IN A MOOSE LANGUAGE ONLY SHE COULD UNDERSTAND

In a coastal town in southern Florida a beautiful moose was born into a loving family. There was a mother, who stayed home and baked cookies, and a father, who went to work at an architectural firm where he designed tunnels and bridges that spoke to humanity's longings for the intrinsic qualities of nature within a structure made of steel and concrete. But this beautiful moose was unhappy, almost from the day of her birth. She wore a sad expression on her face daily. She talked only of sadness and pain and despair, but in metaphysical terms her parents could not understand. At Christmas she felt guilty because she received expensive Barbies and pogo sticks and tinker toys when other children were searching landfills for food. She cared nothing for school and stared out the window while contemplating the number of times the wind blew a dandelion bloom into the side of a building. Her teachers called her lazy. Her parents went to parent-teacher conferences and shook their heads. Her mother could not understand why, her father banged his fists against the wall and cried. The sadness of the beautiful moose was starting to affect the stability of the marriage. Soon there would be an affair with a beautiful bookkeeper. Soon the black leather couch and the dining room table would be all the furniture left in the house.

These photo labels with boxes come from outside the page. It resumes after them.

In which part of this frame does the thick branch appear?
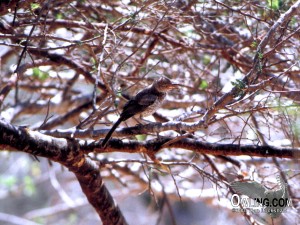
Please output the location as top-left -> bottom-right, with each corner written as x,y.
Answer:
0,120 -> 127,225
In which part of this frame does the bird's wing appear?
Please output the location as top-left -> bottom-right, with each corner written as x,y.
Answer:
136,94 -> 158,106
231,181 -> 267,199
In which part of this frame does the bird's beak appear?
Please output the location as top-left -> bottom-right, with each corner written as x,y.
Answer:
170,83 -> 180,90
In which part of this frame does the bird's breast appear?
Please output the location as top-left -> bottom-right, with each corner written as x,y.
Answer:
141,96 -> 164,117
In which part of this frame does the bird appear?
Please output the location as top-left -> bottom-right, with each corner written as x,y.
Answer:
230,176 -> 289,218
101,77 -> 179,147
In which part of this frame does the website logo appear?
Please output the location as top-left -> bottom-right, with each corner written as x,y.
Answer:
230,176 -> 292,218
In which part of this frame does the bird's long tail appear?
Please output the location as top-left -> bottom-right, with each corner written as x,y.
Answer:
101,117 -> 124,148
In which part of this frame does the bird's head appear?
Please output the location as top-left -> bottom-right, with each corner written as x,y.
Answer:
153,77 -> 178,92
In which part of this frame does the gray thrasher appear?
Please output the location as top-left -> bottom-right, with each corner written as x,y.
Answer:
102,77 -> 178,147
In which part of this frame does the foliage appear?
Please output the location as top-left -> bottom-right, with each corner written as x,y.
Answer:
0,0 -> 300,224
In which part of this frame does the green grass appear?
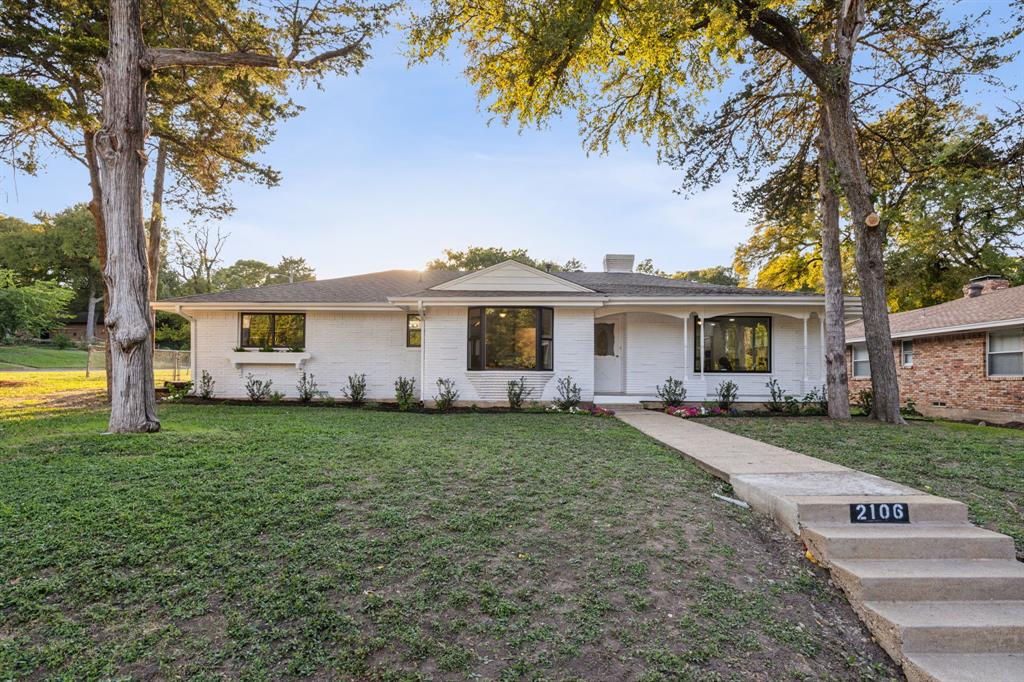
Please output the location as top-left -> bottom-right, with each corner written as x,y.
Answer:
0,404 -> 898,680
701,417 -> 1024,558
0,346 -> 88,370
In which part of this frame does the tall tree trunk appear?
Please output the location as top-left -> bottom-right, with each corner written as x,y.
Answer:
95,0 -> 160,433
823,90 -> 905,424
818,111 -> 850,419
85,129 -> 111,395
146,140 -> 167,348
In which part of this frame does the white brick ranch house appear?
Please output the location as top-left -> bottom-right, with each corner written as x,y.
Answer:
153,255 -> 859,404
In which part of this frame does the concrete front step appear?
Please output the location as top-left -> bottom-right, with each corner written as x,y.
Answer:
903,653 -> 1024,682
830,559 -> 1024,601
782,495 -> 970,532
801,523 -> 1016,563
860,601 -> 1024,658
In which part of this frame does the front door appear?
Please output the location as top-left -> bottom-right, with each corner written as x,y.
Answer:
594,318 -> 623,393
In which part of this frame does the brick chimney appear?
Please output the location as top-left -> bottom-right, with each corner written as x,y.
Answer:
604,253 -> 636,272
964,274 -> 1010,298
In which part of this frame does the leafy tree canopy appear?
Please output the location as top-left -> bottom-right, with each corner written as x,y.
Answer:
0,269 -> 75,340
427,246 -> 583,272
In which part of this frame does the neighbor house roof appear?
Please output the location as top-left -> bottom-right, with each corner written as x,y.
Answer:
846,287 -> 1024,342
159,261 -> 831,304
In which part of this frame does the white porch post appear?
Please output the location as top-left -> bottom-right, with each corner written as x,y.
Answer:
683,312 -> 690,386
800,314 -> 810,392
697,312 -> 705,374
818,313 -> 825,382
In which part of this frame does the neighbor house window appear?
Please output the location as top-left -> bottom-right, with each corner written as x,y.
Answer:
241,312 -> 306,348
988,330 -> 1024,377
594,323 -> 615,357
693,316 -> 771,372
899,340 -> 913,367
406,314 -> 423,348
853,343 -> 871,379
467,307 -> 554,370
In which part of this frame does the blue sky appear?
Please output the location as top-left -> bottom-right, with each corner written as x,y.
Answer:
0,6 -> 1024,278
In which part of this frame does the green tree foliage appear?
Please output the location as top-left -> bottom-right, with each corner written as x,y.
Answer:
427,246 -> 583,272
0,269 -> 75,341
671,265 -> 740,287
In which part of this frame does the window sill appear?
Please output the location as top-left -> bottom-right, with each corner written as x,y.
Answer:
227,351 -> 310,368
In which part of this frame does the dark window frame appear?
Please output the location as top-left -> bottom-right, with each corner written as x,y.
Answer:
466,305 -> 555,372
406,312 -> 423,348
239,310 -> 306,348
693,315 -> 775,374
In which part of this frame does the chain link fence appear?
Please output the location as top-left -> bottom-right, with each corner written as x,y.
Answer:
85,345 -> 191,378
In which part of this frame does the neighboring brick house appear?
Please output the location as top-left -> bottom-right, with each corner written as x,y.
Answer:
846,275 -> 1024,422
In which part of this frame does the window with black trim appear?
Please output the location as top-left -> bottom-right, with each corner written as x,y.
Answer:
240,312 -> 306,348
406,312 -> 423,348
466,307 -> 555,371
693,316 -> 771,374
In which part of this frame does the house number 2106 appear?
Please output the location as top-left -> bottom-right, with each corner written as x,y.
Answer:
850,502 -> 910,523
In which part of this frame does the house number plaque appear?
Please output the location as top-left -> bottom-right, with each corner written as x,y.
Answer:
850,502 -> 910,523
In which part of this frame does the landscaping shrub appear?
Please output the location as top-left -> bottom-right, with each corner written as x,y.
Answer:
394,377 -> 416,412
434,379 -> 459,412
505,377 -> 534,410
553,376 -> 583,412
199,370 -> 217,400
715,380 -> 739,410
803,386 -> 828,415
295,371 -> 324,404
654,377 -> 686,408
853,388 -> 874,415
341,374 -> 367,406
765,379 -> 785,413
246,373 -> 273,402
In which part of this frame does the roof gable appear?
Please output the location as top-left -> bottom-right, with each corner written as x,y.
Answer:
431,260 -> 593,293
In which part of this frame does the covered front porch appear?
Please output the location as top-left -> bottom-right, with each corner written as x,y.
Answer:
594,302 -> 825,404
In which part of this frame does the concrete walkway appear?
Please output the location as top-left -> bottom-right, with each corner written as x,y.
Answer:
618,410 -> 1024,682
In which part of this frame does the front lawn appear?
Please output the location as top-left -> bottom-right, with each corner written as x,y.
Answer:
0,404 -> 899,680
0,346 -> 88,370
701,417 -> 1024,558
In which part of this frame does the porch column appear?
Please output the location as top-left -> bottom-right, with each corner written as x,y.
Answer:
800,314 -> 810,392
683,312 -> 690,378
818,313 -> 825,382
697,312 -> 705,380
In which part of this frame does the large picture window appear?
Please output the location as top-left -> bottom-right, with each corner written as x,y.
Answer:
988,330 -> 1024,377
693,316 -> 771,373
853,343 -> 871,379
467,307 -> 554,370
241,312 -> 306,348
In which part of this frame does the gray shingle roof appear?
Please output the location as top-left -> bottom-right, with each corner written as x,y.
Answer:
846,287 -> 1024,339
157,270 -> 807,303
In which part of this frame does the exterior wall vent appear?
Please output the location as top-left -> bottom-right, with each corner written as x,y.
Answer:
604,253 -> 636,272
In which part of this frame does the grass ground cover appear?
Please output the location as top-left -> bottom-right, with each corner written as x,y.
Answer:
701,417 -> 1024,559
0,346 -> 88,370
0,395 -> 899,680
0,368 -> 179,420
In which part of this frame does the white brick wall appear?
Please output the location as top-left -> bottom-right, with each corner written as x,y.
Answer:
194,312 -> 420,399
424,307 -> 594,403
194,307 -> 823,404
624,312 -> 824,400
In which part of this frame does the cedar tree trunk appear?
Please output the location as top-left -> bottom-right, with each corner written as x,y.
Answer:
95,0 -> 160,433
823,84 -> 905,424
818,112 -> 850,419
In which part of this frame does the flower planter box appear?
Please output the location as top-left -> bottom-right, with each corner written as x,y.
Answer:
227,351 -> 310,368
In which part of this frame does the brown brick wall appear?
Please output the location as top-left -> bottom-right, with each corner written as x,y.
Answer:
846,332 -> 1024,421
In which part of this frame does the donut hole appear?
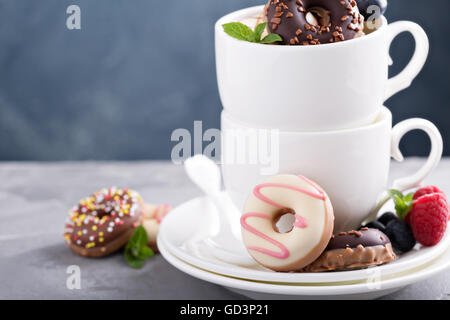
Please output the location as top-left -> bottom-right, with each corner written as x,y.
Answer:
273,209 -> 295,233
306,7 -> 330,27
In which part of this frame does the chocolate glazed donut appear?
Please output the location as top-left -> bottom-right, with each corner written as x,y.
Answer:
265,0 -> 364,45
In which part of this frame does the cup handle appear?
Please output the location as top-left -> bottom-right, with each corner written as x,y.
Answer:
365,118 -> 444,222
384,21 -> 429,101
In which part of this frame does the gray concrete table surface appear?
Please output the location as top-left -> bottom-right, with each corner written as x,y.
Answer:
0,158 -> 450,299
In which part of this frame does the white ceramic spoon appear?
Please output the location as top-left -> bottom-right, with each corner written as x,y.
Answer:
184,155 -> 255,266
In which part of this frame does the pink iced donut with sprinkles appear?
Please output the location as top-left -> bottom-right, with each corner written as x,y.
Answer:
64,187 -> 144,258
241,175 -> 334,272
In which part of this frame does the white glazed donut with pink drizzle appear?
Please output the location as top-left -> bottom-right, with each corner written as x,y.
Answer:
241,175 -> 334,272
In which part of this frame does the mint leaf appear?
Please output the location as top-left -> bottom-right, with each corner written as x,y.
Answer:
124,226 -> 155,269
222,22 -> 283,44
260,33 -> 283,43
223,22 -> 253,41
388,189 -> 414,219
253,22 -> 267,42
388,189 -> 403,199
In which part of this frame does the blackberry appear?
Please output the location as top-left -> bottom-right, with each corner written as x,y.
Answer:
384,219 -> 416,252
360,221 -> 386,232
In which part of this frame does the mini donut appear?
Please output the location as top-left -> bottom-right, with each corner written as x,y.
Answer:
303,228 -> 396,272
141,203 -> 171,252
265,0 -> 364,45
241,175 -> 334,272
64,187 -> 144,258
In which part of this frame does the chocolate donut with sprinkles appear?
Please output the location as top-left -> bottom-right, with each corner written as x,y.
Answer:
64,187 -> 144,258
265,0 -> 364,45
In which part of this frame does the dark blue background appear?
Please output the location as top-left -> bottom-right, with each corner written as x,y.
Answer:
0,0 -> 450,160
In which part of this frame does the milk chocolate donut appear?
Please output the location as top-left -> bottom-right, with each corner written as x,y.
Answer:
64,187 -> 143,258
241,175 -> 334,271
265,0 -> 364,45
302,228 -> 396,272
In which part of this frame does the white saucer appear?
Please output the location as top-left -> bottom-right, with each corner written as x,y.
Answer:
158,238 -> 450,300
158,194 -> 450,285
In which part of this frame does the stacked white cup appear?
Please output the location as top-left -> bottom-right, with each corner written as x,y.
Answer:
215,6 -> 443,231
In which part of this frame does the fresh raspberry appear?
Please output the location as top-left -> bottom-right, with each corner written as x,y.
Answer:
405,186 -> 450,224
409,193 -> 449,246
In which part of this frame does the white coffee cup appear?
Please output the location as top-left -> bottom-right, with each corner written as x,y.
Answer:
222,107 -> 443,232
215,6 -> 429,131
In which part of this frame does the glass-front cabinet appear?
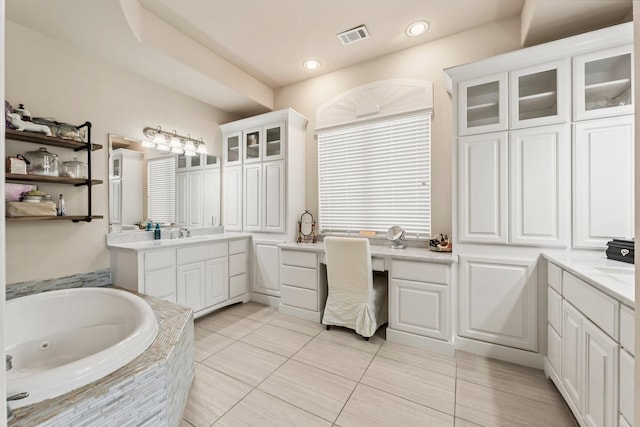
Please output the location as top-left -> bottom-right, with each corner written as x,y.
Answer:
573,45 -> 633,120
509,60 -> 570,129
458,73 -> 508,136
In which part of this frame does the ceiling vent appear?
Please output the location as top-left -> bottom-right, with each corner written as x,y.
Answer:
338,25 -> 369,46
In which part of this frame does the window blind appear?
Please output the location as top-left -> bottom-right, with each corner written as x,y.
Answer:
147,156 -> 176,223
318,111 -> 431,238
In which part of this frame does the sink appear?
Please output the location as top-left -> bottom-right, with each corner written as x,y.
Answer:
593,267 -> 636,286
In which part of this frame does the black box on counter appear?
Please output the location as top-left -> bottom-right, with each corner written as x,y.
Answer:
607,239 -> 635,264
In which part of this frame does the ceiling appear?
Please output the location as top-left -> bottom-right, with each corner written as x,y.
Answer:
6,0 -> 632,114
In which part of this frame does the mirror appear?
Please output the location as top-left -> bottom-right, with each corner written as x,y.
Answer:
298,210 -> 316,243
387,225 -> 405,249
109,134 -> 220,233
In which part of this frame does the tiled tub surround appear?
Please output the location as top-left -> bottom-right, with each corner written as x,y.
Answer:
9,295 -> 194,427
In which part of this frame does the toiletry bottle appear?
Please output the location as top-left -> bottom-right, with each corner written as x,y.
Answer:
56,194 -> 67,216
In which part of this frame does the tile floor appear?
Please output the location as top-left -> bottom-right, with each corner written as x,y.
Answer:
181,303 -> 577,427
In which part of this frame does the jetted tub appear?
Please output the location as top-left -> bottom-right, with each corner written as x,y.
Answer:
4,288 -> 158,408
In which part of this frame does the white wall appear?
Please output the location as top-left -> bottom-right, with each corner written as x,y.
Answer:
3,21 -> 234,283
275,18 -> 520,233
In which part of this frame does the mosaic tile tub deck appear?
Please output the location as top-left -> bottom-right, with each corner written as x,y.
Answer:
8,294 -> 194,427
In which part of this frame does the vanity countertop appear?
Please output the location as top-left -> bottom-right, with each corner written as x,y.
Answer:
542,252 -> 635,307
107,232 -> 251,252
278,242 -> 458,264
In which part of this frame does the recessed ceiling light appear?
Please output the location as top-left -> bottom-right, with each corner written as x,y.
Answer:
302,59 -> 320,70
407,21 -> 429,37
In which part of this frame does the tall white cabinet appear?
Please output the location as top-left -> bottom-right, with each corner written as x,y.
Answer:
220,109 -> 308,305
445,24 -> 634,366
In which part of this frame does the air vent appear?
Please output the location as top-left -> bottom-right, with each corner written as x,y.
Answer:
338,25 -> 369,46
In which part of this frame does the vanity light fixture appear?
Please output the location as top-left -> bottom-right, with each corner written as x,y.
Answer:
302,59 -> 320,70
142,126 -> 207,156
407,21 -> 429,37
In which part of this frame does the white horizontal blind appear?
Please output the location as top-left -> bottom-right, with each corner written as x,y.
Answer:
318,111 -> 431,237
147,156 -> 176,223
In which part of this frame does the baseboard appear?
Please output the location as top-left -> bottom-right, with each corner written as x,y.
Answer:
455,337 -> 544,370
387,327 -> 455,356
278,303 -> 322,323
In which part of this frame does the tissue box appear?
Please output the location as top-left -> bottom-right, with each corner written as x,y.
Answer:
607,239 -> 635,264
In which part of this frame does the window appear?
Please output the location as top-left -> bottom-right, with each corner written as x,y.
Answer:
147,156 -> 176,223
318,111 -> 431,238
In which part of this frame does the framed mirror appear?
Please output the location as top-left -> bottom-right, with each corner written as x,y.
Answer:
297,210 -> 316,243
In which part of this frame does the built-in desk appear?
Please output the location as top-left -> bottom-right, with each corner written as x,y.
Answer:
278,242 -> 457,354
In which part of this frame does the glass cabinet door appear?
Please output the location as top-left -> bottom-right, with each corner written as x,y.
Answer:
510,60 -> 569,129
243,128 -> 262,163
573,45 -> 633,120
458,73 -> 508,135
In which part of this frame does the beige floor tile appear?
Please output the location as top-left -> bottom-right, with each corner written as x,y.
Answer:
215,390 -> 331,427
202,341 -> 287,387
194,326 -> 234,362
456,381 -> 575,427
195,311 -> 263,340
318,326 -> 384,354
335,384 -> 453,427
258,360 -> 356,422
293,338 -> 373,381
377,341 -> 456,377
456,352 -> 561,403
361,356 -> 456,415
241,324 -> 312,357
183,364 -> 251,427
269,313 -> 324,337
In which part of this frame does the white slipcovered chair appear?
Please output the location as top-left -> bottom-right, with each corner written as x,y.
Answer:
322,237 -> 388,340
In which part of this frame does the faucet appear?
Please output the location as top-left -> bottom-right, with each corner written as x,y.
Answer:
5,354 -> 29,421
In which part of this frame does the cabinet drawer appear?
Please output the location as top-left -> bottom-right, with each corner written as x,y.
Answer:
547,325 -> 562,378
229,274 -> 247,298
229,239 -> 249,254
229,253 -> 247,276
547,262 -> 562,295
620,305 -> 635,355
177,242 -> 228,264
280,265 -> 318,291
562,271 -> 620,340
144,249 -> 176,271
282,285 -> 318,311
280,249 -> 318,268
391,260 -> 449,284
547,288 -> 562,334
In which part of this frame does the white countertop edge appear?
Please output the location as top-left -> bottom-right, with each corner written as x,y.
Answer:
542,252 -> 635,308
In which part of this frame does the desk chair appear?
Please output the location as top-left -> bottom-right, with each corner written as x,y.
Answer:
322,237 -> 389,340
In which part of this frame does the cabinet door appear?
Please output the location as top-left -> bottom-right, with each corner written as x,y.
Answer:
458,132 -> 508,243
562,301 -> 583,411
509,59 -> 571,129
224,166 -> 242,231
176,172 -> 189,227
177,262 -> 205,311
253,242 -> 280,297
573,45 -> 634,120
262,160 -> 286,233
389,279 -> 450,341
509,125 -> 571,247
458,257 -> 538,351
202,168 -> 220,227
262,122 -> 286,161
204,257 -> 229,307
458,73 -> 508,135
187,171 -> 204,228
582,319 -> 619,427
573,116 -> 634,248
243,164 -> 263,231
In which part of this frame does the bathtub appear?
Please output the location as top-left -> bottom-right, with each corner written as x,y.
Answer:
4,288 -> 158,408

One day, in her freshman year of college, the beautiful moose became enraged with the world, so enraged that she contemplated killing her roommate, her biology teacher, her boyfriend and his dog. She did not understand why she thought of doing these things. She went to a well-recommended moose psychiatrist and told of her fears. The moose psychiatrist wrote down things like passivity, acceptance, indifference, ineffectual rage, and counteractions. He wrote PRIVATE and CONFIDENTIAL on her file and locked it in a mahogany-colored filing cabinet. He gave her a prescription for Xanax. The beautiful moose did not feel any happier, but she also did not care that she was unhappy. She did not kill her roommate or her biology teacher or her boyfriend and his dog. No one ever found out about the file. She graduated with a degree in animal husbandry and married a man who would become a prominent meteorologist at a highly-ranked local station that was independently owned by an environmentalist who believed in Global Warming and drove a hybrid SUV. They were a happy family. They moved to a small forest in Anchorage just far enough outside the city limits. They sharpened their antlers on glaciers made of blue ice and ate clover in the springtime. It was a magical world, but it would not last for long.

When the beautiful moose became with child she was blissfully happy for the first time in her life. She knew just what kind of mother she would be, she knew the games she would play with her moose child, the fun they would have at the park. But after the beloved moose child was born the meteorologist became moody and defensive. He became jealous of the moose child and worried that he did not make enough money to support the three of them. He spent nights away from home, telling his moose wife he was working hard to earn extra money. The moose wife became sad again, she painted every room in the house a different color, took up needle pointing and participated in a weekly Jazzercise class but nothing worked. She did not like staying home with the moose child when the meteorologist was out earning money so she ran away to New York, leaving her moose child behind. The meteorologist became enraged and threatened to keep the moose child from his beautiful moose wife unless she came back home. The moose wife became even sadder but she could not go back home. Instead she moved halfway back and settled in Montana, spending the rest of her life wishing that she had killed the meteorologist in his sleep long ago.

By this time the moose child was as sad as her mother had ever been and started cutting down trees with her antlers as a release from the pain and suffering. The meteorologist built her a canoe. The moose child carried the canoe to a campsite to embark on a soul-searching trip that she hoped would bring clarity to her life but a group of campers made fun of the way she talked so she beat them with the canoe instead, killing eight park rangers, two Inuit’s, and an Alaskan Husky/Chow mix dog that was eating a peanut butter sandwich from the trash. When the rampage was over the moose child stood in the canoe, waiting for the police to arrive. Later the meteorologist would blame his beautiful moose wife for the problems of the child and the moose wife would accept complete responsibility. Later the moose child would dream of a life in Japan from her prison cell and speak to herself in a moose language that only she could understand.